St Stithians Boys' College (SOUTH AFRICA)
About this paper:
Appears in: ICERI2014 Proceedings
Publication year: 2014
Pages: 2711-2716
ISBN: 978-84-617-2484-0
ISSN: 2340-1095
Conference name: 7th International Conference of Education, Research and Innovation
Dates: 17-19 November, 2014
Location: Seville, Spain
The classroom can be a very exciting place to be for some (both the teacher and the learner), yet a nightmare for others. Regular classrooms get a diverse range of learners with different personalities in terms of their learning styles, different interests and a variety of barriers to learning that may not necessarily warrant special education. The declaration of “education for all” by the UNESCO (1994) report and the Salamanca statement has also seen more schools become inclusive, thus leading to more diverse classrooms. As a result, there has been a significant amount of research on various approaches of how to include learners with learning disabilities in regular classroom with an aim of looking at effective means of combating discriminatory attitudes, creating welcoming communities, building an inclusive society and achieving education for all. However these researches seem to have the interest of the learner at heart, and biased towards the needs of the teacher.

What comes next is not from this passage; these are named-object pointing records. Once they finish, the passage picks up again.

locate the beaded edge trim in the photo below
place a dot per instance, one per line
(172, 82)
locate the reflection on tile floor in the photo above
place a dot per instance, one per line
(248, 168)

From research findings, it is notable that the teacher is the ultimate key to educational change, Carrington (1994). Yet, Forlin (2001) wrote that the greatest barriers to the development of inclusion classrooms is because most teachers do not have the necessary knowledge, skills and attitudes to carry our work. They lack information, knowledge, and expertise in their attempts to include students with diverse leaning needs in regular classrooms. These findings led to new developments in inclusive pedagogies, Rouse and Florian (2012), had their research leading to teacher education including a deeper understanding of the theoretical principles and practical approaches that underpin inclusive pedagogy. According to their research, “The inclusive pedagogical approach provides a framework for thinking about learning and teaching. It also provides a means of articulating and justifying a way of working that focuses on everyone in the learning community of the classroom. There are now, available tools for teachers to use, including how to deferencitat e the lesson for all learners and many others.

In this presentation, I seek to give teachers of ordinary/diverse classrooms a simple guideline that will help them have happy balanced classrooms using a tool called CAME. CAME gives teachers a quick tick boxes while preparing their lessons on the Content to be covered, the Assessement tools that will ensure that learning has taken place, the Methodology of presenting the lesson to cater for the diverse learning needs and a quick look at the learning Environment itself. It does not neccessarily require teachers to have prior know in special/inclusive education, it is simple to use and it takes very little time.
CAME is an abbr for Content, Assessment tools, Method of teaching and the classroom Environment.